Now did the disciples understand all of this? Of course not. But they would. In feeding the five thousand, Jesus taught them to be His instruments, His servants, His waiters. He would feed His flock. They would distribute His food. In the boat on the sea, He taught them that without Him no amount of rowing would matter against the headwinds of culture and religion and opposition and persecution. No matter how strong they might have been, no matter how knowledgeable about the ways of the sea they were, they could do nothing without Him.

 

This is what keeps the church afloat. Not its power, its influence, its intelligence, its relevance or ability to negotiate the shifting winds of public opinion. What keeps the Church afloat is the presence of her Lord in Word and sacrament. The preaching of Jesus, the Body and the Blood, the water of Baptism. At the end of the Flood, God set a rainbow in the heavens as a sign. “Never again.” Never again would water be used as an instrument of destruction. Now it would be an instrument of life and salvation. Baptism. Water and Word. Water and Jesus. 

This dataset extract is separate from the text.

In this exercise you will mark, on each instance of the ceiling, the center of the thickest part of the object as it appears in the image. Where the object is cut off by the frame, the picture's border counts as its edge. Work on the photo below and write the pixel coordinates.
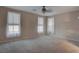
(37, 9)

So it is for you. Jesus does his greatest work for you in water, where he takes ordinary water and unites you to him in his death and resurrection. Jesus dies and goes into the belly of the earth. You die with him in the waters of the font. Jesus rises again 3 days later, like Jonah bounding out of the fish’s mouth, so too, you rise with him in that lavish flood of mercy and washing away of sin.

In Baptism Jesus comes to you by way of water, bringing calm to your chaos, bringing peace. He places you in the ark of His Church. And though He may seem absent, and you may feel alone and struggling, pulling your oars against headwinds that are too strong for you, He comes to you. He comes to you in the deepest of darkness. He comes to you at the last watch of the night, just before the break of day. He comes to meet you when you are at your weakest, overwhelmed by Sin, overcome by Death. He comes to you to say, “Take heart. It is I. Do not fear.”

In the Name of the Father and of the + Son and of the Holy Spirit. Amen.